E’ inoltre consigliabile la Mesoterapia che grazie ad una maggiore concentrazione locale di farmaco, riduce il dolore e l’infiammazione evitando gli effetti secondari indesiderabili dei FANS. Dopo ogni trattamento mesoterapico
è consigliabile applicare sulla zona trattata pomate in gel, a base di FANS e composti di eparina, per ridurre gli effetti secondari causati dagli aghi e per rinforzare l’effetto antalgico ed antinfiammatori del trattamento mesoterapco stesso.
L’infiltrazione locale con preparati a base di cortisonici può essere usata, ma soltanto nei casi in cui i sintomi persistano dopo i trattamenti sopra
menzionati, e in ogni caso dovrebbero essere effettuati solo per un numero limitato di volte.
E’ molto importante che, una volta cessato il dolore e verificato il recupero attivo, la ripresa della normale pratica sportiva avvenga solo dopo un periodo
di idoneo e sufficiente ricondizionamento atletico, che dovrà consistere in esercitazioni di forza (contrazioni isometriche ed isotoniche che coinvolgano i muscoli dell’avambraccio) alternate ad esercizi di allungamento.
In questo modo saranno ridotti i rischi di recidive. Al contrario le recidive si avranno in particolare quando gli atleti, non avvertendo più dolore e ritenendosi erroneamente guariti, riprendono a giocare senza seguire le istruzioni terapeutiche descritte in precedenza.
Grande attenzione deve essere prestata inoltre alle caratteristiche della racchetta ed all’esecuzione del gesto tecnico.
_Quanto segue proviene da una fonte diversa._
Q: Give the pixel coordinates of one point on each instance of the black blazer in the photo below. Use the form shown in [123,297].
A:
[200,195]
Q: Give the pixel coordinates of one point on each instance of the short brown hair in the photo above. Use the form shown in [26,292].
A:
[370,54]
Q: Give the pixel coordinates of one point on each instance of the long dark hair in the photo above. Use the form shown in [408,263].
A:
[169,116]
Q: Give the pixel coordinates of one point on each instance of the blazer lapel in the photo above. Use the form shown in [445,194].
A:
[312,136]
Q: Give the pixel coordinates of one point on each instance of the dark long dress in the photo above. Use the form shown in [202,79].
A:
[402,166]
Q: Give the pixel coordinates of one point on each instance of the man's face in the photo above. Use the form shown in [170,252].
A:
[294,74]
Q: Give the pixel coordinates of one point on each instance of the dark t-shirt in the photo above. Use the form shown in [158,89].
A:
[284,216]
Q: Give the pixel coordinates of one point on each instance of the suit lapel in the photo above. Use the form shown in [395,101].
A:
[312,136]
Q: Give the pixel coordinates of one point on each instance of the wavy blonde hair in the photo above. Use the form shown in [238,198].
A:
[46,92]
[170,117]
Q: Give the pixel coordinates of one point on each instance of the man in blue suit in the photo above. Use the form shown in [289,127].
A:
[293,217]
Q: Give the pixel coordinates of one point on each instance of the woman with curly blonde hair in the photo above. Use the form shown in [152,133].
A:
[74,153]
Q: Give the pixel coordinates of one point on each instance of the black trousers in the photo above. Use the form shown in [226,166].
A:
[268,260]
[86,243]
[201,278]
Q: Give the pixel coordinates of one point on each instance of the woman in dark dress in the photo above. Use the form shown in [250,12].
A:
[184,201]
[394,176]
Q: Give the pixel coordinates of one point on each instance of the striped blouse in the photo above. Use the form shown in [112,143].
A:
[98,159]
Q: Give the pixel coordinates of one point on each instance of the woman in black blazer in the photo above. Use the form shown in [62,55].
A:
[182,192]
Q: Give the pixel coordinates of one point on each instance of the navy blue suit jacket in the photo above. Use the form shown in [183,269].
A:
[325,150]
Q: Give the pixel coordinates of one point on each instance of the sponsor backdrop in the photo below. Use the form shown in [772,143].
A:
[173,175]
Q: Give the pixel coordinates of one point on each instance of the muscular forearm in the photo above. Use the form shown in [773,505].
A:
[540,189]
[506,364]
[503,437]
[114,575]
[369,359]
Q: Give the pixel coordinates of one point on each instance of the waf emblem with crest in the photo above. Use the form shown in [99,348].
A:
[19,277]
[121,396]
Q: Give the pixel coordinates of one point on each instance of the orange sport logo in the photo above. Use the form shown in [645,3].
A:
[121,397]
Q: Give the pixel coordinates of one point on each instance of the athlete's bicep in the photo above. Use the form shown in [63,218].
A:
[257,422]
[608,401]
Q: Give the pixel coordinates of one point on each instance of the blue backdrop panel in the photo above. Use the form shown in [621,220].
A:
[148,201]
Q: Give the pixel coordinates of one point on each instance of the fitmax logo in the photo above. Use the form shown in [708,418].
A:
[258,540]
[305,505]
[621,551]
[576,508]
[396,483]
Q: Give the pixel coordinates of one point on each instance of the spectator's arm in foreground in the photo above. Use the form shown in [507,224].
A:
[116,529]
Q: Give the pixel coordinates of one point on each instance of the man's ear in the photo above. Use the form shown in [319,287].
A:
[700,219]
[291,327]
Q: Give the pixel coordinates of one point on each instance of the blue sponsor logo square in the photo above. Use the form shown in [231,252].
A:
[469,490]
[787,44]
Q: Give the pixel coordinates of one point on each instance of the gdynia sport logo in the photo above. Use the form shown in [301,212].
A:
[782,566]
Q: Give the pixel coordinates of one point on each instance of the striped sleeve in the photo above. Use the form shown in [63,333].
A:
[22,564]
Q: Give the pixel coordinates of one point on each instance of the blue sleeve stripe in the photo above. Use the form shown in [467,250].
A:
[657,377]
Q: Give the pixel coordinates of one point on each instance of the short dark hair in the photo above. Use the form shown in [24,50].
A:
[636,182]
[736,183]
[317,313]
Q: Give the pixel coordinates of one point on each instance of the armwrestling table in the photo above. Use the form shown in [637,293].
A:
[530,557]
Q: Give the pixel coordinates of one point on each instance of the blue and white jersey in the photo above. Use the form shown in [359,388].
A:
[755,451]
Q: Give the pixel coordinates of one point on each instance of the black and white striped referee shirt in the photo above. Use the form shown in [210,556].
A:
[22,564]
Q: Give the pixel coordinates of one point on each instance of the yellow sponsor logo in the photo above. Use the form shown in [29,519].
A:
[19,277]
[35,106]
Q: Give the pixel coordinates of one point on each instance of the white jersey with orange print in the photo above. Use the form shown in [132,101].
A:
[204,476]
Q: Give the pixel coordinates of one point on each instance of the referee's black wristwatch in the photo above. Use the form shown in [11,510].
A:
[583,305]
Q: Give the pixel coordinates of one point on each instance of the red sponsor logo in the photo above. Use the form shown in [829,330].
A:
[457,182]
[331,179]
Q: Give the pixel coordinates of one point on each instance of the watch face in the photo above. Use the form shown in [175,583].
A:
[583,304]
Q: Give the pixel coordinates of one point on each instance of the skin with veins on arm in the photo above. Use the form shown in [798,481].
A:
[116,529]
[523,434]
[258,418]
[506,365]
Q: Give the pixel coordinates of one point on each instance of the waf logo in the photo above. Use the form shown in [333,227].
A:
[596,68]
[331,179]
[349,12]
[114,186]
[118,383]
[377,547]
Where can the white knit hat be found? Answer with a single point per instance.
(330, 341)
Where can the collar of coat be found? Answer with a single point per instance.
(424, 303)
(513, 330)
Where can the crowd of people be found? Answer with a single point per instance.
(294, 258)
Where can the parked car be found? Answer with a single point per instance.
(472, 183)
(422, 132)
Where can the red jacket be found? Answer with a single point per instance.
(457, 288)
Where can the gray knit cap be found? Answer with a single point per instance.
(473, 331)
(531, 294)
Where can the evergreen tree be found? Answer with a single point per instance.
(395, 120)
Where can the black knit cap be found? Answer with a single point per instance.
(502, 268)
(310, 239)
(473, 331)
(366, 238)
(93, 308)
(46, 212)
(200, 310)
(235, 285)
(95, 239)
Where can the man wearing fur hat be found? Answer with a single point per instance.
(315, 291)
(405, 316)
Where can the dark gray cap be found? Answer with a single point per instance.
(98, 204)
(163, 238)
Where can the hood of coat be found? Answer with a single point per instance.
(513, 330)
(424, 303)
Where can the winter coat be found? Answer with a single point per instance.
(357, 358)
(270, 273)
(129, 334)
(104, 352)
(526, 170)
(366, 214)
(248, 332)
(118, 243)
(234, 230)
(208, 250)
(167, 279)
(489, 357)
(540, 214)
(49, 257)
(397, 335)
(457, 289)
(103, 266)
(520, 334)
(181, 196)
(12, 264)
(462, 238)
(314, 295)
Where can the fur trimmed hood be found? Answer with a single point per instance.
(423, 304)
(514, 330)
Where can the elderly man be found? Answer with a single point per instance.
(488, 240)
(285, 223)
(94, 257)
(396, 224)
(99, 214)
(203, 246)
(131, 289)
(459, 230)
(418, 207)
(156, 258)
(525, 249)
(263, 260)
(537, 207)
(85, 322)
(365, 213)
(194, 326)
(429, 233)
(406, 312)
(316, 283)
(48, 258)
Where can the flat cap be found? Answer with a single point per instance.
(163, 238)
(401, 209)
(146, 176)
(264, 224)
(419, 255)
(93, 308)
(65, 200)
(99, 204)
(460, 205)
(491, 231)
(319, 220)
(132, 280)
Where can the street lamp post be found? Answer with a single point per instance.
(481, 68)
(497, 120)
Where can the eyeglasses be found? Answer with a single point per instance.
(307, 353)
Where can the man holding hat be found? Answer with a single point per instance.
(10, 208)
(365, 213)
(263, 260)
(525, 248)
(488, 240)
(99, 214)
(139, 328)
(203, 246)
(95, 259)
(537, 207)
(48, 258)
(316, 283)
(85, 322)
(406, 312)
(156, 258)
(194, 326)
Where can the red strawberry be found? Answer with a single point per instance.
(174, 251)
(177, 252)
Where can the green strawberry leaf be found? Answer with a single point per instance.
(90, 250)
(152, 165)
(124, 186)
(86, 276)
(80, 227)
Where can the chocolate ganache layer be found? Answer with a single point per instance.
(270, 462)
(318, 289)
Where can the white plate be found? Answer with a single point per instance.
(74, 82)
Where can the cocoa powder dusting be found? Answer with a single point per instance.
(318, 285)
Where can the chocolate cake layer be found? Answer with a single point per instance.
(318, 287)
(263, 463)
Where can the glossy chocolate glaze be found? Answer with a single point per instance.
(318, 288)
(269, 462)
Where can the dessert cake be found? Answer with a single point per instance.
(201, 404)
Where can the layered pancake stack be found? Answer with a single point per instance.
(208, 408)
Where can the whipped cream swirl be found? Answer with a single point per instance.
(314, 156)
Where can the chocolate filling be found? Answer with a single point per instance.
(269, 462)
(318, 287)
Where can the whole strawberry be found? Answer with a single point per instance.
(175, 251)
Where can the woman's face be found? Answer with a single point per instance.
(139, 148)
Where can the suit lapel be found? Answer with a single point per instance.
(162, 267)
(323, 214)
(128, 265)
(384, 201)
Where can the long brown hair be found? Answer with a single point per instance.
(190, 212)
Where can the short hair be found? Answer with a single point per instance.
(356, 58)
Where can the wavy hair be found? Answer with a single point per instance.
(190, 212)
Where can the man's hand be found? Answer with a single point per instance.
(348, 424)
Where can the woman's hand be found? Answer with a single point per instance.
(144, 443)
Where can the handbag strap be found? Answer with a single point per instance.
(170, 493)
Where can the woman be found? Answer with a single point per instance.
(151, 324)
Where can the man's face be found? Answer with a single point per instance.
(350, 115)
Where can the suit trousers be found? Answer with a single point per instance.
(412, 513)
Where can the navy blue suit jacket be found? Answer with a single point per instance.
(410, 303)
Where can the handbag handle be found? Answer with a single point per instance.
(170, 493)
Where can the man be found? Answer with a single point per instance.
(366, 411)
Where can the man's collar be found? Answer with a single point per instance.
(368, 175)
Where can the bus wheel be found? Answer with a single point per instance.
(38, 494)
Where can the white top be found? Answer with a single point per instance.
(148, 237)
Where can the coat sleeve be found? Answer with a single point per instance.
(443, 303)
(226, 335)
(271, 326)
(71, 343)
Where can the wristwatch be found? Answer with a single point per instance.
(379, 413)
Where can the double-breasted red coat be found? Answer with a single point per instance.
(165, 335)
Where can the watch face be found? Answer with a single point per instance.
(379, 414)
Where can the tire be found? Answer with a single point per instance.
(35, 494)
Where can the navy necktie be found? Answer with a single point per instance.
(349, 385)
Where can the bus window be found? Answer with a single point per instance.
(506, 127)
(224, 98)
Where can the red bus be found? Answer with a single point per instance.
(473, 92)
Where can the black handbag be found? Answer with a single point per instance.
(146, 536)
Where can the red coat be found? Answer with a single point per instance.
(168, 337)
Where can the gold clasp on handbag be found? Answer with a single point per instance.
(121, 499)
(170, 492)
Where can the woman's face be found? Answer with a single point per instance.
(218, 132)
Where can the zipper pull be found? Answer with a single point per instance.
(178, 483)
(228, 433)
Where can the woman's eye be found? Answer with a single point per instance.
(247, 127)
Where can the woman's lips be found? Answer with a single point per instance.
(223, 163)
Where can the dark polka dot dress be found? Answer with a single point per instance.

Il medico specialista, in collaborazione con l’allenatore, deve assicurarsi che tutte le precauzioni tecniche possibili siano state prese onde impedire la recidiva della patologia. In ogni caso, malgrado il rispetto di tutti gli accorgimenti terapeutici, una piccola percentuale (circa 5%) dei casi del epicondilite diventa cronica. In questo caso e soltanto come ultima risorsa, può essere presa in considerazione la terapia chirurgica.